February 23

“Guilt is what we feel about something we did; shame is how we feel about who we are.”

       I still remember my first therapy session.  We were at a donut shop having a coffee, and my friend and I were talking about addiction – my addiction.  And he was trying to explain the nature of addiction and its proper treatment.  Using my coffee cup, the salt and pepper shakers and the sugar dispenser he tried to illustrate for me how it works.

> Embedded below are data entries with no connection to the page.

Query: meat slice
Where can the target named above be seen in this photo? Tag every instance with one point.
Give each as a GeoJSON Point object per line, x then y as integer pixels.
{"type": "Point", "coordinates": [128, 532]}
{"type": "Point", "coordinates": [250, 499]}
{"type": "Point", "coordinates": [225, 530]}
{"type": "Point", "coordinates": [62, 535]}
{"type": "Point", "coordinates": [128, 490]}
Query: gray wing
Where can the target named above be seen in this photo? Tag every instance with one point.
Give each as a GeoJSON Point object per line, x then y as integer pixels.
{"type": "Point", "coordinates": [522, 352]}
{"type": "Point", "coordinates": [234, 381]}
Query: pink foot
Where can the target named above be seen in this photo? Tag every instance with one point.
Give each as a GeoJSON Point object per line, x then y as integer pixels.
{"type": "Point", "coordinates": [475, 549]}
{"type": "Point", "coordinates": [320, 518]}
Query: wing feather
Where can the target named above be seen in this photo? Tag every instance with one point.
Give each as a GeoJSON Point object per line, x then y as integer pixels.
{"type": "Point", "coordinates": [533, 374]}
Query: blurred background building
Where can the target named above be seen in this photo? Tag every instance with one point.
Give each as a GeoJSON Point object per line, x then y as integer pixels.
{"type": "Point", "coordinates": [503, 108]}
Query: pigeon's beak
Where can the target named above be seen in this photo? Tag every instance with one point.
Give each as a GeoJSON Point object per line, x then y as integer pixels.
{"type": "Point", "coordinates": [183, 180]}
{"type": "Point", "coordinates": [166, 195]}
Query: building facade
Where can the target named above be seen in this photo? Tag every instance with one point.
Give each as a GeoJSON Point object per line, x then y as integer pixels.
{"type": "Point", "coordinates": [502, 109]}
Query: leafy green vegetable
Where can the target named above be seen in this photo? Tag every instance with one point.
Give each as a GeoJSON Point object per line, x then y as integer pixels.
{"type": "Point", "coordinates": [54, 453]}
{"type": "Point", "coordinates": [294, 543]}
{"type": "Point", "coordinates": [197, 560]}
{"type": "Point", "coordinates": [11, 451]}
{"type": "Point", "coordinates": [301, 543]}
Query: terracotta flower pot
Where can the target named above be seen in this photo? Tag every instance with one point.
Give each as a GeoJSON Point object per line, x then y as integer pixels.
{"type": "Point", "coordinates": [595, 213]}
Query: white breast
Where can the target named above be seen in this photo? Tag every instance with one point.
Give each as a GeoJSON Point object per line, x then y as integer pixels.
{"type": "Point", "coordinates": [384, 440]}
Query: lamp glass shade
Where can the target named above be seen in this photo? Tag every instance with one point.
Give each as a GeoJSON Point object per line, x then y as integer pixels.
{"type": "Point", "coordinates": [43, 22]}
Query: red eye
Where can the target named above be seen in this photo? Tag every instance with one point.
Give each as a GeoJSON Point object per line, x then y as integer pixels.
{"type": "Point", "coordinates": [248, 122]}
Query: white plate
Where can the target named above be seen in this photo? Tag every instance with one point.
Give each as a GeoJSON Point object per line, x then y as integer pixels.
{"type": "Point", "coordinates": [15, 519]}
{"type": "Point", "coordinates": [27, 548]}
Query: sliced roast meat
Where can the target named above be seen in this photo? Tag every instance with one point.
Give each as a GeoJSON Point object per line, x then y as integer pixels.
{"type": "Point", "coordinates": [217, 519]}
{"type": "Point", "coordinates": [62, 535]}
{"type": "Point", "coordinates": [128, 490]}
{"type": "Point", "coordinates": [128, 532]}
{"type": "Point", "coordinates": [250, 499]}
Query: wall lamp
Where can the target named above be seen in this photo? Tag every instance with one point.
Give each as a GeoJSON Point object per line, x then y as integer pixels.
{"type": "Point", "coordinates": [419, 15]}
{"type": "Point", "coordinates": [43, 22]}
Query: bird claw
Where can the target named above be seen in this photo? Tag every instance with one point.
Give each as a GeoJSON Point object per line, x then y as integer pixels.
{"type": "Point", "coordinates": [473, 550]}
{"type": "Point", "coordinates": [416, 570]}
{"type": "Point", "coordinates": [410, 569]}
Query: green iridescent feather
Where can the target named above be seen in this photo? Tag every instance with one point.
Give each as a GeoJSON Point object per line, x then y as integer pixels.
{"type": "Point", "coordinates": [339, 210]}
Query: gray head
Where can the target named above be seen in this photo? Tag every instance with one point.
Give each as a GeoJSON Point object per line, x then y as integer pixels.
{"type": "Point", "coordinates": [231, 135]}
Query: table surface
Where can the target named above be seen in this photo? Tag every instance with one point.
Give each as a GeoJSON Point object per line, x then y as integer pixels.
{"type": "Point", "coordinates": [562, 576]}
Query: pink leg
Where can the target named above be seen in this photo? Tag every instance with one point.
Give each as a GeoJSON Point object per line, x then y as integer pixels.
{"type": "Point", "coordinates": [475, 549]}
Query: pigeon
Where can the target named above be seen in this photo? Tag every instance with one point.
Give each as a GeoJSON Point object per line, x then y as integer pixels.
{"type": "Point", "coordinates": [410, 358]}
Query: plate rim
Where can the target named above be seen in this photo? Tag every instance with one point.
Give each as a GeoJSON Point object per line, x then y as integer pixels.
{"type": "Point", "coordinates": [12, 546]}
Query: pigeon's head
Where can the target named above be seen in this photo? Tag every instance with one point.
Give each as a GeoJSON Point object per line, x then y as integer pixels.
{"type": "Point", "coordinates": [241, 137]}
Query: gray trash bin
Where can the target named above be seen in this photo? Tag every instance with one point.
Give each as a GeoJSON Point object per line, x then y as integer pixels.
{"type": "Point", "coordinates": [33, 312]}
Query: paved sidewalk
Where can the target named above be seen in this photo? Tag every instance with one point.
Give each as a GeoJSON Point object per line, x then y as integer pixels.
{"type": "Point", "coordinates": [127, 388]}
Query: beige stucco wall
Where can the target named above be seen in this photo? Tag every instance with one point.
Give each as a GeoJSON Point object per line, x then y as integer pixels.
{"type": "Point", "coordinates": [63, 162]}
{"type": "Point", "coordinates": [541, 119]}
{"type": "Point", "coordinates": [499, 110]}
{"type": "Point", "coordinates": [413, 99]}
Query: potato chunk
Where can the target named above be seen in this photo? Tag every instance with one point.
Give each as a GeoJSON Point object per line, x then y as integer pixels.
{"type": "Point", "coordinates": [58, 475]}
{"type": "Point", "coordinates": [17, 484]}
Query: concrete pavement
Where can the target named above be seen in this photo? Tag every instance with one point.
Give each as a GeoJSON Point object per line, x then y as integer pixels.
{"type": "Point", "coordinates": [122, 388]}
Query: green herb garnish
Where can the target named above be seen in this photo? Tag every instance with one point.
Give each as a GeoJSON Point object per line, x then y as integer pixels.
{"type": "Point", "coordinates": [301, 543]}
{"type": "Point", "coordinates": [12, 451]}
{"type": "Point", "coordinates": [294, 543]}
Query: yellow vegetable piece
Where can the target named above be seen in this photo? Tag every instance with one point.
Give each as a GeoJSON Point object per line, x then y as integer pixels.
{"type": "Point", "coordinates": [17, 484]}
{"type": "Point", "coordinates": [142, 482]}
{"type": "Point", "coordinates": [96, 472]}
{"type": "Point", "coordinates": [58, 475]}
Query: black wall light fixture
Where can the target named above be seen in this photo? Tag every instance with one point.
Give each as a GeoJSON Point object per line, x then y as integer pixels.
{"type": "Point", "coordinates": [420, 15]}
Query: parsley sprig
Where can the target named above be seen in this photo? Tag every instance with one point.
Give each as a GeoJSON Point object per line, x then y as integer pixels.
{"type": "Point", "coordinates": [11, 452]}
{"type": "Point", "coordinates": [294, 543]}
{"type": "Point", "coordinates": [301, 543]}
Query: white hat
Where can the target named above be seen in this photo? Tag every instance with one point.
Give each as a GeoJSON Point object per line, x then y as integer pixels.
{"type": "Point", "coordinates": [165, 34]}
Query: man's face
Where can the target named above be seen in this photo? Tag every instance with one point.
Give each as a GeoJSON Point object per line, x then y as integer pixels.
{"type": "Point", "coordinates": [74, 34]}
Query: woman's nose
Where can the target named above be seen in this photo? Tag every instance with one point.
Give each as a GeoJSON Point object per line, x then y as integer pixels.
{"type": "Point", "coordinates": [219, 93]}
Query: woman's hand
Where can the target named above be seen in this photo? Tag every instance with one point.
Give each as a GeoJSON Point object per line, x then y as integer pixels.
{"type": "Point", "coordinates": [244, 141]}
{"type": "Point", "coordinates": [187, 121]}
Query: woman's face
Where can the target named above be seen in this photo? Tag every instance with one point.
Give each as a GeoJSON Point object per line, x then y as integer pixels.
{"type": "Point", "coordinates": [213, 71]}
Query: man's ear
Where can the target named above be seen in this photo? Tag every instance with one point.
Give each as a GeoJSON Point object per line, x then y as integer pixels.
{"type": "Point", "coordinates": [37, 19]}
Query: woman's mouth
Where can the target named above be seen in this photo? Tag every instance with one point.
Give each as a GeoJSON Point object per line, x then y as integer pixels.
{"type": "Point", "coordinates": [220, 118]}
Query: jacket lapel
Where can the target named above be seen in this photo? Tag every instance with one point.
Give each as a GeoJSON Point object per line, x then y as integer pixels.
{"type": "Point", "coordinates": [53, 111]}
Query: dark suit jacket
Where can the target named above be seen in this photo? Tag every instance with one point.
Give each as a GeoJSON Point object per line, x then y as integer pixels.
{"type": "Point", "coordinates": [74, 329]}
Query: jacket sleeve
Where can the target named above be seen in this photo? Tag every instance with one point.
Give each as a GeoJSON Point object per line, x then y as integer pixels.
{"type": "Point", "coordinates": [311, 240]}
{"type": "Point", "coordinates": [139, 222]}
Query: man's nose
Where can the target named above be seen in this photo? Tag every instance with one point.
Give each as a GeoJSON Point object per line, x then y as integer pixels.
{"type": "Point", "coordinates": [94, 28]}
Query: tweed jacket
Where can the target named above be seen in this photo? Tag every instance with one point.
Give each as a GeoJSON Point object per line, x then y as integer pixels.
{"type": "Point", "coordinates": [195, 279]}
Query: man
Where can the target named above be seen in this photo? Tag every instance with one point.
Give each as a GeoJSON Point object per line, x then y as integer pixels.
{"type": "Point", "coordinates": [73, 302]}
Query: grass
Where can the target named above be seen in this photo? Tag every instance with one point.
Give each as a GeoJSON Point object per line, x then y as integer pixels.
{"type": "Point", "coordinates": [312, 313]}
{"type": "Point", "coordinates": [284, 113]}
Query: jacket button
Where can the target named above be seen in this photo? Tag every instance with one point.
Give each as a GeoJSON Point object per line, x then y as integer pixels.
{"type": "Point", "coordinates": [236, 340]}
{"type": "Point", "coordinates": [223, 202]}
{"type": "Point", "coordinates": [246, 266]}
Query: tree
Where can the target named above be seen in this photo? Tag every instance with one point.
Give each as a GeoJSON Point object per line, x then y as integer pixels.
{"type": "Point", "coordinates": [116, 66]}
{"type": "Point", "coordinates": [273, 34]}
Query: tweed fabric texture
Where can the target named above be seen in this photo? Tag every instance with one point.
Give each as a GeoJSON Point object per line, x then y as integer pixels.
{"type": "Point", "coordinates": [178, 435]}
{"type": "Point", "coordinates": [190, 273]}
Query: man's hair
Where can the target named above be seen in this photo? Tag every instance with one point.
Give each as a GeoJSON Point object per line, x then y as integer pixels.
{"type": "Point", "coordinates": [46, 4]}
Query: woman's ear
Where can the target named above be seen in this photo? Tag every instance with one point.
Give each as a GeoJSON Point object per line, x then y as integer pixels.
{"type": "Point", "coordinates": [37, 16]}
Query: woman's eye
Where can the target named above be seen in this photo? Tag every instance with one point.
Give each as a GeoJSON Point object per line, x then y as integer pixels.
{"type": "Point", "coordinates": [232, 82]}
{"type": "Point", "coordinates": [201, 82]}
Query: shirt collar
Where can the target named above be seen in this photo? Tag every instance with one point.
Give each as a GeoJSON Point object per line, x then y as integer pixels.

       Forming a semicircle with the salt, pepper and sugar dispensers, he placed my coffee cup in the middle to represent my addiction.  “If you try to remove the addiction from the equation,” he said as he nudged my cup to the side, “you will find that another addiction  will replace it.”  He then proceeded to push the salt shaker into the middle, which represented another addiction taking the place of the first one.

       Addiction is a disease that is best treated at its root cause.  Acting out (‘using’) is not the problem; it’s merely a symptom of the problem.  Winning freedom over an addiction involves far more than managing it.  If you, for example, stop drinking and manage to somehow stay away from it, you have only treated the symptoms.  The addiction will come back later in full force, either with the same symptoms, or in another form.

       Shame is what fuels the addiction.  Remove the fuel from a car and it stops moving; deal with the shame and the addiction stops.

       The 12 Steps are designed to address the shame we carry inside.  There isn’t a person alive who doesn’t feel a certain amount to shame, the feeling that we aren’t enough and don’t measure up.  The Steps help us to raise our heads from shame and accept the grace of God.

       Upon taking the first Step we admitted our powerlessness over our addiction.  Steps 2 and 3 required that we surrender to a Higher Power.  This exchange of our weakness for God’s power begins a journey, starting from the place of our own unworthiness and moving to a place of love and respect for ourselves and others (Steps 4 through 12).

       Our first defense against shame is exposure.  Just knowing what it is will help us to recognize it when it shows up in our lives.  Working the steps allows us to experience oneness with God, others and our selves; healing our relationships is what helps to reduce shame. 

 You have everything you need as you journey from shame to grace.